Embeddable AI

 View Only
Expand all | Collapse all

Classifiers assembled with identical training sets using Natural Language Understanding and Natural Language Classifier services yield (very) different results

  • 1.  Classifiers assembled with identical training sets using Natural Language Understanding and Natural Language Classifier services yield (very) different results

    Posted Thu November 25, 2021 02:22 PM
    Hi all, 

    Everyone actively using the Natural Language Classifier service from IBM Watson has seen the following message, while using the API:

    "On 9 August 2021, IBM announced the deprecation of the Natural Language Classifier service.
    The service will no longer be available from 8 August 2022. As of 9 September 2021, you will not be able to create new instances.
    Existing instances will be supported until 8 August 2022. Any instance that still exists on that date will be deleted.
    For more information, see IBM Cloud Docs"

    I have migrated a classification model from Natural Language Classifier to Natural Language Understanding. Since I did not dive into the technological background of either service, I wanted to compare the output of both services. In order to do so, I followed the migration guidelines provided by IBM (NLC --> NLU migration guidelines). To recreate the NLC classifier in NLU, I downloaded the complete set of training data used to create the initial classifier built in the NLC service. So the data sets used to train the NLC and NLU classifiers are identical. Recreation of the classifier in NLU was straightforward and the classifier training took about the same time as in NLC. 

    To compare the performance, I then assembled a test set of phrases that was not used for training purposes in either the NLC or NLU service. The test set contains 100 phrases that were passed through both the NLC and NLU classifiers. The classifiers are binary classifiers. They either give a "true" or "false" label to each of the analyzed phrases. To my big surprise, the differences are substantial. Out of 100, 18 results are different (more than 0.30 difference in confidence value), or 37 out of 100 when accepting a difference of 0.2 in confidence value. In my opinion, this difference is too large to blindly move on to migrating all NLC models to NLU without any hesitation. The results I obtained so far warrant further investigation using a manual curation step by a SME of the yielded analysis results. I am not too happy about this. I was wondering whether more users have seen this issue and/or have the same observation. I hope someone (perhaps at IBM) can shed a light on the differences in analysis results between the NLC and NLU services.

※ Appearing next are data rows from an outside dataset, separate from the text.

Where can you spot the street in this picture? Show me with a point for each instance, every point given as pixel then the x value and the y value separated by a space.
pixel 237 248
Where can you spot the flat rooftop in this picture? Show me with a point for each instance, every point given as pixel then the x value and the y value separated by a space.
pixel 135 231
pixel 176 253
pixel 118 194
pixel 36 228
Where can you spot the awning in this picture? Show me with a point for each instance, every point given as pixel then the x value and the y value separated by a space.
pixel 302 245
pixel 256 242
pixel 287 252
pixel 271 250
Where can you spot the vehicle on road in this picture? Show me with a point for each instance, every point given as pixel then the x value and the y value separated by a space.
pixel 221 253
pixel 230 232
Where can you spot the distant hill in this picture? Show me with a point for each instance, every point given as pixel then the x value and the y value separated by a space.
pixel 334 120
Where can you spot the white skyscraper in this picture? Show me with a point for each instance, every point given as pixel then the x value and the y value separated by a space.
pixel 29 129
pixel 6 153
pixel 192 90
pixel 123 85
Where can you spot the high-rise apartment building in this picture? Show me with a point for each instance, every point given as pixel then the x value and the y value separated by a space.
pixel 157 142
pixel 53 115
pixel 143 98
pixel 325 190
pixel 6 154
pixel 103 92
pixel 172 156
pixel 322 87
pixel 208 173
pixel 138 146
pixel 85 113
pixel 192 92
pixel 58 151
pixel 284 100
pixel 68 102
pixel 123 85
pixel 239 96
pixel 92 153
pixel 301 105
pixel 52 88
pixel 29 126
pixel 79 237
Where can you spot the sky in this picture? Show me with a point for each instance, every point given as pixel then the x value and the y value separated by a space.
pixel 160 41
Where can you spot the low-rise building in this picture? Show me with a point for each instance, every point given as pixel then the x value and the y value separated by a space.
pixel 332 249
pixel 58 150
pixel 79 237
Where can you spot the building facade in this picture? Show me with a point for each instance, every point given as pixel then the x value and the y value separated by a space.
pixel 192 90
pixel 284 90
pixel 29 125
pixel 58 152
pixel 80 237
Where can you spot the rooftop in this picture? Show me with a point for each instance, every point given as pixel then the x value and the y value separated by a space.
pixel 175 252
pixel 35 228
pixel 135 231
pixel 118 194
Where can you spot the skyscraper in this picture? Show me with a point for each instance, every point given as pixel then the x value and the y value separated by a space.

    Please find below an excerpt of the analysis results of comparison:
    title NLC NLU
    "Microbial Volatile Organic Compound (VOC)-Driven Dissolution and Surface Modification of Phosphorus-Containing Soil Minerals for Plant Nutrition: An Indirect Route for VOC-Based Plant-Microbe Communications" 0,01 0,05 comparable
    "Valorization of kiwi agricultural waste and industry by-products by recovering bioactive compounds and applications as food additives: A circular economy model" 0,01 0,05 comparable
    "Quantitatively unravelling the effect of altitude of cultivation on the volatiles fingerprint of wheat by a chemometric approach" 0,70 0,39 different
    "Identification of volatile biomarkers for high-throughput sensing of soft rot and Pythium leak diseases in stored potatoes" 0,01 0,33 different
    "Impact of Electrolyzed Water on the Microbial Spoilage Profile of Piedmontese Steak Tartare" 0,08 0,50 different
    "Review on factors affecting Coffee Volatiles: From Seed to Cup" 0,67 0,90 different
    "Chemometric analysis of the volatile profile in peduncles of cashew clones and its correlation with sensory attributes" 0,79 0,98 comparable
    "Surface-enhanced Raman scattering sensors for biomedical and molecular detection applications in space" 0,00 0,00 comparable
    "Understanding the flavor signature of the rice grown in different regions of China via metabolite profiling" 0,26 0,70 different
    "Nutritional composition, antioxidant activity, volatile compounds, and stability properties of sweet potato residues fermented with selected lactic acid bacteria and bifidobacteria" 0,77 0,87 comparable


    ------------------------------
    Joost Vos
    ------------------------------

    #BuildwithWatsonApps
    #EmbeddableAI


  • 2.  RE: Classifiers assembled with identical training sets using Natural Language Understanding and Natural Language Classifier services yield (very) different results

    Posted Wed December 15, 2021 01:47 PM
    Hi, 

    Thanks for raising this issue. I would validate this with my team and get back to you. 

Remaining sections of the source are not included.